One way to validate a GRN is to test whether physically interacting genes are preferentially coregulated. Here we introduce and validate a modification of the previously proposed score based on this idea2. We consider two genes are coregulated if the Jaccard similarity coefficient between the TF set regulating the first gene and the TF set regulating the second gene is >0.5. The Jaccard similarity coefficient between two sets is the ratio of the size of the intersection of the given two sets to the size of the union of these two sets. Our measure is based on the following hypergeometric test. Suppose that there are N PPIs among M gene pairs, and there are m coregulated gene pairs in the predicted network with n having PPIs. The p-value is the probability of selecting more than n PPIs when we choose m gene pairs at random. The PPI score is defined as −log10(p-value). We tested the PPI scores on simulated E. coli GRN with different noise levels that are controlled by the percentage of true edges and the ratio of true to false edges. We found that the PPI score defined in this way are more consistent with the quality of the network compared to the previously proposed measure2 (Supplementary Figure 5).

While PPI score can be very useful, it should be used with caution. In particular it should not be used to compare networks that are sparse (a network has to have a significant number of coregulated genes for the score to be meaningful) and, as any p-value-based score, it should not be used for comparing networks of very different sizes.

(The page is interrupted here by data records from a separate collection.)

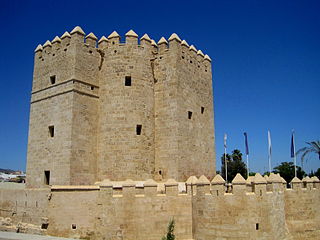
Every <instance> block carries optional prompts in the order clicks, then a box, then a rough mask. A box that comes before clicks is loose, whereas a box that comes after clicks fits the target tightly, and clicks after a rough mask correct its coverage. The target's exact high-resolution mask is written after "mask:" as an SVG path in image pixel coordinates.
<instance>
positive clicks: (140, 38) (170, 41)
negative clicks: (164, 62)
mask: <svg viewBox="0 0 320 240" xmlns="http://www.w3.org/2000/svg"><path fill="white" fill-rule="evenodd" d="M74 44H81V45H83V47H84V49H83V50H84V51H88V52H89V53H90V54H92V49H95V50H96V51H100V50H106V49H108V48H110V49H113V50H114V49H115V48H118V47H124V46H127V45H128V46H130V47H137V48H139V49H145V50H146V51H149V52H150V51H151V53H152V54H153V55H154V56H155V57H157V56H158V55H159V57H161V58H162V57H163V56H162V55H173V54H175V55H177V56H178V57H180V58H182V59H185V60H186V61H184V62H185V63H189V64H190V63H191V64H193V65H194V66H195V67H198V68H200V67H201V68H203V70H205V69H206V70H207V71H208V68H209V65H210V62H211V58H210V57H209V56H208V55H205V54H204V53H203V52H202V51H201V50H197V49H196V48H195V47H194V46H193V45H191V46H189V45H188V43H187V42H186V41H185V40H182V41H181V39H180V37H179V36H178V35H177V34H176V33H173V34H172V35H171V36H170V37H169V39H168V41H167V40H166V39H165V38H164V37H161V38H160V40H159V41H158V43H156V42H155V41H154V40H152V39H150V37H149V36H148V34H144V35H143V36H142V37H141V38H140V39H139V36H138V35H137V34H136V33H135V32H134V31H133V30H130V31H128V32H127V33H126V34H125V37H124V41H121V36H120V35H119V34H118V33H117V32H116V31H114V32H112V33H111V34H110V35H109V36H108V38H106V37H105V36H102V37H101V38H100V39H99V41H98V38H97V37H96V36H95V34H94V33H92V32H91V33H89V34H88V35H85V32H84V31H83V30H82V29H81V28H80V27H79V26H77V27H75V28H74V29H73V30H72V31H71V32H70V34H69V33H68V32H65V33H64V34H63V35H61V37H59V36H56V37H54V39H53V40H52V41H50V40H47V41H46V42H45V43H44V44H43V46H42V45H41V44H39V45H38V46H37V48H36V49H35V55H36V56H37V57H38V58H39V59H41V61H46V60H48V61H50V60H51V58H50V57H54V56H56V55H57V54H61V53H63V51H64V52H67V51H68V49H69V48H72V45H74ZM78 51H79V49H78Z"/></svg>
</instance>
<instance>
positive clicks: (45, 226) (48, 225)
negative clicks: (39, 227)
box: [41, 223, 49, 229]
mask: <svg viewBox="0 0 320 240" xmlns="http://www.w3.org/2000/svg"><path fill="white" fill-rule="evenodd" d="M48 226H49V224H48V223H42V224H41V229H48Z"/></svg>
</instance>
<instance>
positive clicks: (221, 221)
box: [0, 175, 320, 240]
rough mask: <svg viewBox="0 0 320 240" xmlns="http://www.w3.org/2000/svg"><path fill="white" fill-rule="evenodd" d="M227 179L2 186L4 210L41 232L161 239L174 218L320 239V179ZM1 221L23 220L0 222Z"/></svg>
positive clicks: (201, 239) (271, 237)
mask: <svg viewBox="0 0 320 240" xmlns="http://www.w3.org/2000/svg"><path fill="white" fill-rule="evenodd" d="M221 179H222V178H221V177H220V176H219V175H217V176H216V177H215V178H214V179H213V180H212V181H211V183H210V181H209V180H208V179H207V178H206V177H205V176H201V177H200V178H199V179H197V178H196V177H191V178H189V179H188V181H187V182H186V183H177V182H176V181H174V180H172V179H169V180H168V181H167V182H165V183H157V182H155V181H153V180H147V181H144V182H134V181H132V180H127V181H124V182H114V181H113V182H111V181H109V180H104V181H102V182H100V183H99V184H98V185H90V186H52V187H51V189H40V190H24V189H19V190H8V189H2V190H1V191H0V194H1V195H0V197H1V198H0V206H1V215H0V217H2V218H9V219H10V221H11V224H12V226H18V225H19V224H20V225H19V226H22V223H31V224H34V225H32V229H34V228H35V227H37V229H38V230H39V233H42V234H49V235H54V236H65V237H74V238H85V239H105V240H110V239H112V240H113V239H128V240H129V239H130V240H131V239H150V240H156V239H161V237H162V236H163V235H164V234H165V232H166V228H167V224H168V222H169V221H170V219H174V220H175V222H176V224H175V235H176V237H177V239H181V240H183V239H184V240H187V239H189V240H190V239H195V240H209V239H228V240H231V239H252V240H253V239H270V240H271V239H285V240H289V239H290V240H291V239H311V240H313V239H314V240H316V239H318V236H319V231H320V224H319V206H318V205H317V203H318V202H319V198H320V186H319V185H320V182H319V180H318V179H314V180H312V181H310V180H309V181H310V182H309V183H308V184H306V185H305V186H304V185H302V183H300V185H299V186H297V185H293V188H290V189H287V188H285V184H284V183H283V182H282V181H281V180H280V179H276V178H275V179H270V180H268V181H266V180H264V178H262V177H261V175H260V176H259V175H258V176H256V177H255V179H254V180H253V182H252V183H248V182H246V181H245V180H244V179H243V178H242V177H241V176H240V177H239V176H238V177H236V178H235V179H234V180H233V183H232V188H231V190H230V188H229V190H228V192H226V189H225V185H224V180H223V179H222V180H221ZM17 199H18V200H17ZM16 201H18V202H17V203H16ZM13 213H14V214H13ZM8 221H9V220H8V219H7V222H8ZM10 221H9V222H10ZM44 222H47V223H48V228H47V229H41V226H42V224H43V223H44ZM7 225H8V224H7ZM29 227H30V226H29ZM1 229H4V230H6V229H7V230H12V231H13V230H16V229H17V227H15V228H12V227H11V228H10V227H9V226H5V224H4V223H3V222H2V226H1ZM40 230H41V231H40ZM24 231H25V232H28V230H24ZM30 231H31V230H30Z"/></svg>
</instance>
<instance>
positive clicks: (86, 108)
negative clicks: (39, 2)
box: [0, 27, 320, 240]
mask: <svg viewBox="0 0 320 240" xmlns="http://www.w3.org/2000/svg"><path fill="white" fill-rule="evenodd" d="M214 146H215V145H214V114H213V93H212V68H211V59H210V57H209V56H208V55H204V54H203V53H202V51H201V50H198V51H197V50H196V48H195V47H194V46H193V45H191V46H189V45H188V43H187V42H186V41H185V40H182V41H181V39H180V38H179V37H178V35H177V34H172V35H171V36H170V38H169V39H168V40H166V39H165V38H163V37H162V38H161V39H160V40H159V41H158V43H157V44H156V43H155V41H154V40H152V39H150V37H149V36H148V35H147V34H145V35H143V36H142V37H141V38H140V41H139V40H138V35H137V34H136V33H135V32H134V31H132V30H130V31H129V32H127V33H126V36H125V41H124V42H121V41H120V35H119V34H118V33H117V32H113V33H111V34H110V35H109V36H108V38H106V37H104V36H102V37H101V39H100V40H99V41H98V42H97V37H96V36H95V35H94V34H93V33H90V34H88V35H86V36H85V33H84V31H83V30H82V29H81V28H80V27H76V28H74V29H73V30H72V31H71V32H70V33H68V32H65V33H64V34H63V35H62V36H61V37H55V38H54V39H53V40H52V41H51V42H50V41H47V42H46V43H45V44H44V45H43V46H42V45H39V46H38V47H37V48H36V50H35V65H34V76H33V85H32V97H31V108H30V124H29V139H28V159H27V179H26V181H27V182H26V188H21V189H10V188H8V187H7V188H6V189H5V188H1V187H0V231H11V232H20V233H29V234H39V235H52V236H59V237H72V238H77V239H90V240H119V239H122V240H134V239H135V240H141V239H143V240H160V239H161V238H162V236H164V234H165V232H166V229H167V224H168V222H169V221H170V219H172V218H174V219H175V222H176V225H175V231H174V233H175V235H176V238H177V239H179V240H212V239H220V240H222V239H223V240H239V239H246V240H247V239H250V240H256V239H261V240H274V239H277V240H304V239H309V240H317V239H319V236H320V208H319V204H318V203H319V201H320V181H319V179H318V178H316V177H314V178H312V179H310V178H304V179H303V180H302V181H301V180H300V179H298V178H294V179H293V180H292V182H291V188H287V186H286V184H287V183H286V182H285V181H284V179H282V178H281V177H280V176H278V175H275V174H271V175H270V176H269V177H262V176H261V175H260V174H256V175H255V176H254V177H250V178H249V179H247V180H245V179H244V178H243V177H242V176H241V175H240V174H238V175H237V176H236V177H235V178H234V179H233V181H232V184H231V186H230V185H229V184H228V188H226V185H225V181H224V179H223V178H222V177H221V176H220V175H216V176H214V175H215V147H214ZM189 176H191V177H189ZM188 177H189V178H188ZM209 179H210V180H211V181H209Z"/></svg>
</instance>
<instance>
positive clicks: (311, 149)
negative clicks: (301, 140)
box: [297, 140, 320, 166]
mask: <svg viewBox="0 0 320 240" xmlns="http://www.w3.org/2000/svg"><path fill="white" fill-rule="evenodd" d="M306 144H308V146H307V147H303V148H301V149H299V151H298V152H297V154H300V153H302V155H301V165H302V166H303V161H304V158H305V157H306V156H307V155H308V154H309V153H316V154H318V156H319V160H320V141H319V140H318V141H314V142H306Z"/></svg>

Finally, note that the PPI score is independent of expression data and thus it can be used to evaluate topology of the network but not its relation to the experimental data.

The GO score

The GO score of coregulated genes was computed analogously to the PPI score2 with the following modification. For each coregulated gene pair, we again use the Jaccard similarity coefficient to measure the similarity between the GO annotation set corresponding to the first gene and the set corresponding to the second gene and consider the coregulated genes are functional similar if the similarity is >0.5. Instead of using all GO terms55, we only considered high-level GO terms with information content (IC) larger than two so that we can better understand the functional specificity of the coregulated gene pairs55,56. The IC of a GO term g is defined as −ln(|g|/|root|)|, where ‘root’ is the corresponding root GO term (either F, P, or C) of g55,56. We also used the hypergeometric test to get a p-value indicating the enrichment level of the functional similar gene pairs within the coregulated gene pairs inferred by the networks. The GO score is also defined as −log10(p-value). We illustrated the effectiveness of GO scores on simulated E. coli GRNs (Supplementary Figure 5).

As in the case of PPI scores, computing GO scores might not be meaningful in some situations.

The DSX targets

The experimentally supported DSX target genes are the union of two sets. The first set of genes were obtained based on ChIP-Seq gene level occupancy scores25. And the second set was collected based on conserved motif scores25. The experimentally supported DSX target gene set was served as the ground truth for investigating the predictive power of different methods (details are in Supplementary Note 4).

Highly expressed genes in ovary or testis

We used the quantification of tissue-specific expression from modENCODE as summarized in FlyBase57. Flybase assigns genes to bins depending on their expression in a given tissue. “Bin_value” is an integer that ranges from 0 to 6, where 0 means that a gene has very low expression and 6 means it has extremely high expression. We identified all genes expressed in ovary or testis with “Bin_value” >5 and treat them as genes highly expressed in ovary or testis.

Code availability

The integrative networks, input and validation datasets, as well as the source code used for network inference and validation are provided in online supplementary information and on the companion website of the paper ( (Matlab) and (Python)).